Presidential candidate Beto O’Rourke (D-TX) said at the Democrat debate on Wednesday that the federal government should subsidize cities hit by natural disasters he claims are caused by climate change.
He also said his administration would “fund resiliency” and pay farmers for their “environmental services.”
“Congressman O’Rourke, you also put out a big climate change plan from your campaign,” NBC’s Chuck Todd said. “You want some big changes in a pretty short period of time, including switching to renewable energy, pushing to replace gas-powered cars in favor of electric ones.”
“What’s your message to a voter who supports the overall goal of what you’re trying to do, but suddenly feels as if government’s telling them how to live and ordering them how to live?” Todd asked. “What is that balance like?”

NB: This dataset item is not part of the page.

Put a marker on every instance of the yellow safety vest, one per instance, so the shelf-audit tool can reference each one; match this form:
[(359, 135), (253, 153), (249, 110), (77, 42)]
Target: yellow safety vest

“I think you’ve got to bring everybody into the decisions and the solutions to the challenges that we face,” O’Rourke said. “That’s why we’re traveling everywhere, listening to everyone.”
“We were in Pacific Junction, a town that had never meaningly flooded before, just up against the Missouri River in Iowa,” O’Rourke said. “And every home in that community had flooded.”
“There were farms just outside of Pacific Junction that were effectively lakes, those farmers already underwater in debt, their markets closed to them by a trade war under this administration, and now they don’t know what to do,” O’Rourke said. “We in our administration are going fund resiliency in those communities, in Miami, in Houston, Texas, those places that are on the front lines of climate change today.”
“We’re going to mobilize $5 trillion in this economy over the next ten years,” O’Rourke said. “We’re going to free ourselves from a dependence on fossil fuels, and we’re going to put farmers and ranchers in the driver’s seat, renewable and sustainable agriculture, to make sure that we capture more carbon out of the air and keep more of it in the soil, paying farmers for the environmental services that they want to provide.”
“If all of us does all that we can, then we’re going to be able to keep this planet from warming another 2 degrees Celsius, and ensure that we match what this country can do and live up to our promise and our potential,” O’Rourke said.